The business judgment rule is a policy under California law which protects directors of corporations in certain circumstances. It contains two parts. The first part is statutory, which protects directors from personal liability if they act, in good faith, in a manner such director believes to be in the best interests of the corporation and its shareholders and with such care, including reasonable inquiry, as an ordinarily prudent person in a like position would use under similar circumstances.

The conditions are that-
(b) In performing the duties of a director, a director shall be entitled to rely on information, opinions, reports or statements, including financial statements and other financial data, in each case prepared or presented by any of the following:
(1) One or more officers or employees of the corporation whom the director believes to be reliable and competent in the matters presented.

(2) Counsel, independent accountants or other persons as to matters which the director believes to be within such person’s professional or expert competence.

(3) A committee of the board upon which the director does not serve, as to matters within its designated authority, which committee the director believes to merit confidence, so long as, in any such case, the director acts in good faith, after reasonable inquiry when the need therefor is indicated by the circumstances and without knowledge that would cause such reliance to be unwarranted. (Corp.

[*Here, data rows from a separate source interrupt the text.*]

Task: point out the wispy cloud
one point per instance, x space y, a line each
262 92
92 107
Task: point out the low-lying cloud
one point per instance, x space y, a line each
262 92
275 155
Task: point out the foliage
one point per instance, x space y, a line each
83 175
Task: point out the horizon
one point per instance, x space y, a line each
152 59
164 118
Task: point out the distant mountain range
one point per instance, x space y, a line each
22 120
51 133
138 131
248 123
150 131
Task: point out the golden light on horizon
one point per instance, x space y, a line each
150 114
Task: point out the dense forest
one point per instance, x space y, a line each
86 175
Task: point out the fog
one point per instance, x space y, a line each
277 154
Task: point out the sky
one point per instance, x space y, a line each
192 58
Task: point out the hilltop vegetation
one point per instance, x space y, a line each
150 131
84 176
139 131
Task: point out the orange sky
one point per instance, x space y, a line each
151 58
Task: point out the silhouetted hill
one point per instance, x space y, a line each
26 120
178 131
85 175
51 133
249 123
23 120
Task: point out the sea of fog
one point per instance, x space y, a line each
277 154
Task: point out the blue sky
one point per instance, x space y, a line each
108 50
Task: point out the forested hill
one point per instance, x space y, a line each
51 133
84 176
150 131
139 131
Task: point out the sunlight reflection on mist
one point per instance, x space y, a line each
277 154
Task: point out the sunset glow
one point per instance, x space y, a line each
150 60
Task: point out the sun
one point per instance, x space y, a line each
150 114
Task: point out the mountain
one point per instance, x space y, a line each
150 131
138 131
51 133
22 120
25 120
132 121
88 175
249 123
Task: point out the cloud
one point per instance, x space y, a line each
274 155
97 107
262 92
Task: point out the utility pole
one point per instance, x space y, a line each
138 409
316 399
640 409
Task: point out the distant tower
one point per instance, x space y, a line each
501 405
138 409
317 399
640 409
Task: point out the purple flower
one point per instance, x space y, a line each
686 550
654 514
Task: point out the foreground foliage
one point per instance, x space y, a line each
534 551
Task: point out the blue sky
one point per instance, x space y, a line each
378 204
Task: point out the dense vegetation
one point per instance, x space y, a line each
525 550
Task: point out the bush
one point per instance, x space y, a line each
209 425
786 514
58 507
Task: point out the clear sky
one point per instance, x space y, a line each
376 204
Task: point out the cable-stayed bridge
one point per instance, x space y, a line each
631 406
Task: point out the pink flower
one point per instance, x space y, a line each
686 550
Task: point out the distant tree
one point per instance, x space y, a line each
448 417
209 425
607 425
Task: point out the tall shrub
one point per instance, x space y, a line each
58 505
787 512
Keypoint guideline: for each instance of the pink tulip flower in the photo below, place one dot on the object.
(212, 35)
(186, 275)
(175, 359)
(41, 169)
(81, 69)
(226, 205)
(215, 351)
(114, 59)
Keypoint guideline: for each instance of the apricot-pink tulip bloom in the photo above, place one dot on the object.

Code section 309)

The second part is based on court decisions and shields board decisions made in good faith in what the directors believe to be in the corporations best interest.

Sacramento business attorneys are often asked by corporate clients whether the board’s decision is protected by the business judgment rule. In a recent decision out of Tulare County, a corporation’ board was surprised to learn that the business judgment rule did not protect them when a contract gave the corporation certain discretion, but the board acted outside that discretion. In Scheenstra v. California Dairies, Inc., Scheenestra was a member of defendant milk marketing cooperative, which was a corporation. The contract between the members and the cooperation required the corporation to accept all milk of its members, but “subject to the right of the Board, in its discretion, upon written notice to the membership … to allocate equitably among the members on a uniform basis … the quantity … of milk to be received by the Association.” The corporation reduced quotas, and the plaintiff sued for breach of contract because his quota was too low.

The Court of Appeal agreed with the plaintiff. The quota system adopted by the board was not equitable and uniform. Therefore, it was outside the scope of the discretion granted by the contract. When a contract grants the corporation’s board of directors limited discretion, the court first determines if the action of the board falls within the discretion granted. If it does, the decision is not protected by the business judgment rule. The business judgment rule does not allow a board of directors to change the terms of a contract, expanding its own discretionary authority. The court interprets the contract, and the reasonable expectations of the parties.

The court first had to determine whether or not the board acted within the discretion awarded in the contract. To that, it ordinary principals of law for interpreting contracts. It found that the standards applied to the plaintiff were not the same as those applied to the other members. Thus, the decision was not equitable and uniform.